(CBS) –Private Aaron Toppen, 19 was part of a special operation in southern province of Zabul in Afghanistan when he and four others were killed, possibly by a U.S. air strike.
CBS 2’s Suzanne Le Mignot reports Toppen’s family says they don’t want the focus to be on how he died, but that Toppen was doing what he loved.
In a statement, the Department of Defense says, “Investigators are looking into the likelihood that friendly fire was the cause.”
Afghan police say Taliban militants started an attack after NATO forces had completed a special operation. During the fighting, five American troops were killed, possibly by an airstrike.
The 19-year-old’s loved ones say he wasn’t a typical teen. He was very focused about his career and devoted to his family. He loved his girlfriend, fishing and being with his friends. He was the type of person that would do anything, for anyone.

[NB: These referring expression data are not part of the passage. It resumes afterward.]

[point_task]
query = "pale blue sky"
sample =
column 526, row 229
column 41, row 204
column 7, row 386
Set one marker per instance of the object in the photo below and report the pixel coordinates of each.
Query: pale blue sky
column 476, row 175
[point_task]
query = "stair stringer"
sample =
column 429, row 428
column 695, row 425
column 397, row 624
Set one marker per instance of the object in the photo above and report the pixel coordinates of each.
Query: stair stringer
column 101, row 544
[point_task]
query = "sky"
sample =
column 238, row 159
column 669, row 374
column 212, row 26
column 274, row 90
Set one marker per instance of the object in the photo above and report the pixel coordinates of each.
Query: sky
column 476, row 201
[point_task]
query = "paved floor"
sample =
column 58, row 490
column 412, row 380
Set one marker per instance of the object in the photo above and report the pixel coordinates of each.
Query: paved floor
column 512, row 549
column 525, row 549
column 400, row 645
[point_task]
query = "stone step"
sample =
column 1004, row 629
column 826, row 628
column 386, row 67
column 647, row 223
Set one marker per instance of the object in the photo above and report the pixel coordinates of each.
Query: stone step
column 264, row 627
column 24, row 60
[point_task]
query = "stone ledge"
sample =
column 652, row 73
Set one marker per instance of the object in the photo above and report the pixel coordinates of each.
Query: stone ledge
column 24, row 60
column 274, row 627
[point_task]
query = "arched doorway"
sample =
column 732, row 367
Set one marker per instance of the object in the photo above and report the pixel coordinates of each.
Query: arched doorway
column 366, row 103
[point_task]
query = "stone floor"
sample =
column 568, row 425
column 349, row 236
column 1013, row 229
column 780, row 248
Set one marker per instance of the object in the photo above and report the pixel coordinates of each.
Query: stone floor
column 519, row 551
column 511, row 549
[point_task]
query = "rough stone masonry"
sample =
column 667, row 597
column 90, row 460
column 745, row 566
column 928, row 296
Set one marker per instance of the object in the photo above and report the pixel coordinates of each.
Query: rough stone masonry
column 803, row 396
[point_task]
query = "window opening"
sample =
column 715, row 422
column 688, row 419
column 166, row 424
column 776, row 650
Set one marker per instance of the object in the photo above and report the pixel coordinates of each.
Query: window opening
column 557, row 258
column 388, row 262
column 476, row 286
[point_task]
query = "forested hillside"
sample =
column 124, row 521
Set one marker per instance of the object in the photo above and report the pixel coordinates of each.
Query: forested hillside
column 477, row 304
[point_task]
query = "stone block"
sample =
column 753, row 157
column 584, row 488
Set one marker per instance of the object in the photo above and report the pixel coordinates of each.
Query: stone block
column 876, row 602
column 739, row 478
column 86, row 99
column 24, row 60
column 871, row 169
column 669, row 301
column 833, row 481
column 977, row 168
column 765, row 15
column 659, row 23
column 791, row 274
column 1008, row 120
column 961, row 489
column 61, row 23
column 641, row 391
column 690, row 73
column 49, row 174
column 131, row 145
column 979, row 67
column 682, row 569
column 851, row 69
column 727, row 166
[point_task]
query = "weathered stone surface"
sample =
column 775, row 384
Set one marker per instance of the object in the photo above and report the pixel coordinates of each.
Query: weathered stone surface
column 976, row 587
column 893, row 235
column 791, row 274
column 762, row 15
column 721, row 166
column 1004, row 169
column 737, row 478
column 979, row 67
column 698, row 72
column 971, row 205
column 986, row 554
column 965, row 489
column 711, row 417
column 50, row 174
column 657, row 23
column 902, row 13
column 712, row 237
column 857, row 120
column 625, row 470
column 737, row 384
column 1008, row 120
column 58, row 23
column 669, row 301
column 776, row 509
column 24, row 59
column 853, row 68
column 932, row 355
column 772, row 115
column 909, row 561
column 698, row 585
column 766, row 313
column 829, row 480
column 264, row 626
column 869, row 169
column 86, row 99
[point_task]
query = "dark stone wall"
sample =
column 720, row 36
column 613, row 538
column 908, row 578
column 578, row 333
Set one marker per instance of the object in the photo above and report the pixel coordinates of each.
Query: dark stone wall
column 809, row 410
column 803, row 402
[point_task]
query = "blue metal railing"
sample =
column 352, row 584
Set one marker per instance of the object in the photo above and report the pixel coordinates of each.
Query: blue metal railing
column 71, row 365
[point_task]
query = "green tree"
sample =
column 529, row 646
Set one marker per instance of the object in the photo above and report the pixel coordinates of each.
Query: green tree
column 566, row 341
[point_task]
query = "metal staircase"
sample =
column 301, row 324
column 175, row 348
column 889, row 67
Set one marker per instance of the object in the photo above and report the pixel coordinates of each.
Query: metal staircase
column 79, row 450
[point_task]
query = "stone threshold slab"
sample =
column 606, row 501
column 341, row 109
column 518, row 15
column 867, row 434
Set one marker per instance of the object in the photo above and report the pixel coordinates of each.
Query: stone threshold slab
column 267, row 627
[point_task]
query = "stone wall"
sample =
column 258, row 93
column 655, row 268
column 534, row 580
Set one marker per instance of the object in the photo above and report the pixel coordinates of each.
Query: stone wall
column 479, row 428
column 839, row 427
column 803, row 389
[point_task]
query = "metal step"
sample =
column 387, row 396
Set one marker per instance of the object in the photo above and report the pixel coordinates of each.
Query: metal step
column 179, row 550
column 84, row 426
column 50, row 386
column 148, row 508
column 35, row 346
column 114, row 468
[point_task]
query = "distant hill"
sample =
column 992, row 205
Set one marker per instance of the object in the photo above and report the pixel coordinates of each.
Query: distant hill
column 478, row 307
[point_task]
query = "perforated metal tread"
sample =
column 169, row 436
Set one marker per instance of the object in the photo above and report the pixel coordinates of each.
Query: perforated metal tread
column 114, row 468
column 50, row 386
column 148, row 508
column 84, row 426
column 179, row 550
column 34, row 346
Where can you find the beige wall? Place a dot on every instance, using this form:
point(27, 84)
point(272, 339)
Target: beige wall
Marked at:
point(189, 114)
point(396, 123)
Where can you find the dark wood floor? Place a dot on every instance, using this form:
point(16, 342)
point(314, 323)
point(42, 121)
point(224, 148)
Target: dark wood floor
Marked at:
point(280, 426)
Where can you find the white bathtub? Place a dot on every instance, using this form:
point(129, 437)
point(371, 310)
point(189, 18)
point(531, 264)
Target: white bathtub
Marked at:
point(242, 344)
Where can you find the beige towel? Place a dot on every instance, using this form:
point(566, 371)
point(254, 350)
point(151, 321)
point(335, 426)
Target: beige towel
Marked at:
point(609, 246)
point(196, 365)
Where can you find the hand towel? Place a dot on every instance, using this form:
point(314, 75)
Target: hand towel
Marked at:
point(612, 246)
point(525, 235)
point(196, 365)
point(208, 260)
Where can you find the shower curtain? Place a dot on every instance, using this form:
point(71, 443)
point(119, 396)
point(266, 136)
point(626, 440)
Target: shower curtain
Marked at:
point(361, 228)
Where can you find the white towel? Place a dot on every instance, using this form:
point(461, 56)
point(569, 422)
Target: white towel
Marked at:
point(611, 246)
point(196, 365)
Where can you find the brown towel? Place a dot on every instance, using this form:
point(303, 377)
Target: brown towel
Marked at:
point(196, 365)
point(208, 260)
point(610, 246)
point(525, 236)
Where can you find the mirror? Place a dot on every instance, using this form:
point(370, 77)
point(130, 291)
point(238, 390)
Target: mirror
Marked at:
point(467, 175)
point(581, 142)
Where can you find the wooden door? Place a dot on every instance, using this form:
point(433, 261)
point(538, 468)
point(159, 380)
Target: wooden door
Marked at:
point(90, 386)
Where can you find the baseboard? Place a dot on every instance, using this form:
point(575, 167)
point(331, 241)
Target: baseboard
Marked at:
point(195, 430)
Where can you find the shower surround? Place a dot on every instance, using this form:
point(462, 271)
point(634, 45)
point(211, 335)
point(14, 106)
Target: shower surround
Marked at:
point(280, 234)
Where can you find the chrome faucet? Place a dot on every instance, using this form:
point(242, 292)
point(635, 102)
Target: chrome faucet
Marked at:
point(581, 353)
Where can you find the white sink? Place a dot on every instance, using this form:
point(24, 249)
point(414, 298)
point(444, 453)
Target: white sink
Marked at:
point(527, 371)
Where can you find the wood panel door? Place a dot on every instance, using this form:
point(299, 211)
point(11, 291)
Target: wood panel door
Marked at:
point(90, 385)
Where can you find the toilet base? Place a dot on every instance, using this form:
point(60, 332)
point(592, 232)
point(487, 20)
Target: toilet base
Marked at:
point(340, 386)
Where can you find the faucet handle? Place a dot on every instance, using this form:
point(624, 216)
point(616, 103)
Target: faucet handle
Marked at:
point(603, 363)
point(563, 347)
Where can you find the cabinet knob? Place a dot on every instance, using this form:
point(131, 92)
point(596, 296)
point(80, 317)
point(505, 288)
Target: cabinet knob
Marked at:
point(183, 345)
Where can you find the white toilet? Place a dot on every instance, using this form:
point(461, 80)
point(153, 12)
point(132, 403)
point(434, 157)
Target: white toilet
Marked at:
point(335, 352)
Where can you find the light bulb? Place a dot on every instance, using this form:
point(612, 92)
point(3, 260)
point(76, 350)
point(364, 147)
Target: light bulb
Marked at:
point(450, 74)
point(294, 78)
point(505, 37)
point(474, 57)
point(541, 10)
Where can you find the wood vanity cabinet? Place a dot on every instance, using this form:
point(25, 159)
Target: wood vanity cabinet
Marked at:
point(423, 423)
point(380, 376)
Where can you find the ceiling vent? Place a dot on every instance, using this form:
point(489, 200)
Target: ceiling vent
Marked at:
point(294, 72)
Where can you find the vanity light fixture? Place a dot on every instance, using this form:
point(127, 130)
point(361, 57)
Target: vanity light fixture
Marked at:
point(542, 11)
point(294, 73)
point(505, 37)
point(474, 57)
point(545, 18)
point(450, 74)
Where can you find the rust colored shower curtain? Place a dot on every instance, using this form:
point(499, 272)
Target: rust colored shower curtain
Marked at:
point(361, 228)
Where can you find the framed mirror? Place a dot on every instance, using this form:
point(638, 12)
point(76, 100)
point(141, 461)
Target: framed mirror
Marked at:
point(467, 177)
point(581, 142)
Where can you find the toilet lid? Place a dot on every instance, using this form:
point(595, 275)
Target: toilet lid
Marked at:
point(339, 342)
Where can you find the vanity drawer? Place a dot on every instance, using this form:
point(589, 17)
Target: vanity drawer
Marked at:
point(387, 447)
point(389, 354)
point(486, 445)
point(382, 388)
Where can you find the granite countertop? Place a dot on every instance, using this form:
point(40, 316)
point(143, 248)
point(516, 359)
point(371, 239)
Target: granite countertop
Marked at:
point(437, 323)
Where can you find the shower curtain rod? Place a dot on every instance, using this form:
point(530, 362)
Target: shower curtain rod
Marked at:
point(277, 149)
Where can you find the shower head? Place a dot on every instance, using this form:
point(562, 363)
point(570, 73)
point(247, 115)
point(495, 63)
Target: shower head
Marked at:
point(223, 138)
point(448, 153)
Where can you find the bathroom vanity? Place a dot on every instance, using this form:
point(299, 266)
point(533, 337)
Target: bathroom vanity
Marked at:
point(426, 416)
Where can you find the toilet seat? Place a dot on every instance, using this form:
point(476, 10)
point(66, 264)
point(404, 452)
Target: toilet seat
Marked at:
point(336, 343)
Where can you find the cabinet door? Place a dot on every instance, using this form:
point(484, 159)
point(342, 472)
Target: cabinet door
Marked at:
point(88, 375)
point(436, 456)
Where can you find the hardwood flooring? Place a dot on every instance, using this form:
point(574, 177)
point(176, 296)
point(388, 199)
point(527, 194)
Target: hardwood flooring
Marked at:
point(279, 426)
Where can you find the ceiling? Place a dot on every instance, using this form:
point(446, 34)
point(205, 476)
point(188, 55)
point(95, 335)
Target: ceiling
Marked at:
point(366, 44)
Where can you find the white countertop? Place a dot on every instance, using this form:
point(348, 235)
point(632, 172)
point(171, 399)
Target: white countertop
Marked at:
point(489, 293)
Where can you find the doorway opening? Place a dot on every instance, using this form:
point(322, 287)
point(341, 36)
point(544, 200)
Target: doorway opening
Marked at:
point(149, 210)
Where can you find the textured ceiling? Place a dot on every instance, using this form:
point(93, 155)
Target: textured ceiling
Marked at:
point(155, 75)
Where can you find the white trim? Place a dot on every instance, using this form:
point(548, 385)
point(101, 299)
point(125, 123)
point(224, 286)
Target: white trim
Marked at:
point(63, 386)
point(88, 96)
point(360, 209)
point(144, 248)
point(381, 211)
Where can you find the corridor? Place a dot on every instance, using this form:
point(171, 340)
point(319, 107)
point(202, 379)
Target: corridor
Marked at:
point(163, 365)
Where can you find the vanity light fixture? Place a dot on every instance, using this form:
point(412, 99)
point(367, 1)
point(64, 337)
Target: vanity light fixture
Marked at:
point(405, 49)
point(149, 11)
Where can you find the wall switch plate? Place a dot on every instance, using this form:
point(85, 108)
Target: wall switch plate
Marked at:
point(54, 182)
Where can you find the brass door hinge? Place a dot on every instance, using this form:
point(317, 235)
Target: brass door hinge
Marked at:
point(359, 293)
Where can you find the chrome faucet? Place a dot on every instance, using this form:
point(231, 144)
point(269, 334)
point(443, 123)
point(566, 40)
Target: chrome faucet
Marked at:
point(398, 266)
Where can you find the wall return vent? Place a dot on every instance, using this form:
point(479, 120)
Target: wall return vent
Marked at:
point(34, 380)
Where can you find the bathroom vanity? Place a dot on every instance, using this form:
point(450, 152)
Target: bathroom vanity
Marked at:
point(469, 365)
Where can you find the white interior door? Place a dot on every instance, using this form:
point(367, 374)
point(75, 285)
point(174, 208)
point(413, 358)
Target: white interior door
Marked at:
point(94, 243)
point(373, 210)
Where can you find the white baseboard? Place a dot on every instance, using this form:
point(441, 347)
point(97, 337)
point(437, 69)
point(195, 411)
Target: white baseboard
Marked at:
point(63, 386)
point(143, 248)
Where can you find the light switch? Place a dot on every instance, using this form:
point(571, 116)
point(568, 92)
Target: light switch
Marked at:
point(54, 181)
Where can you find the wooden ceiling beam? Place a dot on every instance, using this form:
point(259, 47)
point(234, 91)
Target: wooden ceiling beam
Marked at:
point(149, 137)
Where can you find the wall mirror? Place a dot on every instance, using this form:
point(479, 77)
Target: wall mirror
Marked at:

Aaron’s mother Pam says her son Aaron always wanted to follow other family members and join the military.
“It is something since grade school he told me he wanted to do, so this was following his dream and I am proud of him that he followed his childhood dream. I just wish it wouldn’t have ended like it did,” she said.
This is the second loss for Toppen’s mother in just four months. On February 7, her husband died after battling a number of health problems. Toppen was granted grievance leave for his father’s death. Then on March 8 he headed to Afghanistan via Romania to be with his battalion.
His goal after his time in the Army was to dedicate his life to a career in law enforcement.
Not long before Aaron Toppen went on his last mission, he spoke with his 19-year-old friend Ryan Gleason, who lives in Frankfort, Illinois.
They sometimes spoke every day. Sometimes, Gleason says, just two or three times a week, depending on Toppen’s schedule in Afghanistan. And that last conversation?
“I told him to go bang skulls, have fun and be safe.”
Gleason says Toppen was supposed to come back home in August or September.
“Me and him had lots of plans for the future, dude. We always talked about running a company together, like a private security company.
“And of course, whichever one of us had a kid first, the other one had to be the godfather.”
Gleason’s request: that we recognize all the men and women who “have paid the ultimate sacrifice in the great war on terror.”
At Mokena’s VFW hall Tuesday night they were lifting a few in the young man’s memory, including the Iraq-era vet who coached him in pee wee baseball.
“He was just the nicest kid, never had a bad word, he was warm and genuine,” said Andy Cash. “Always wanted to be United States Army.”
Aaron Toppen played on that ball team the year they won the village championship.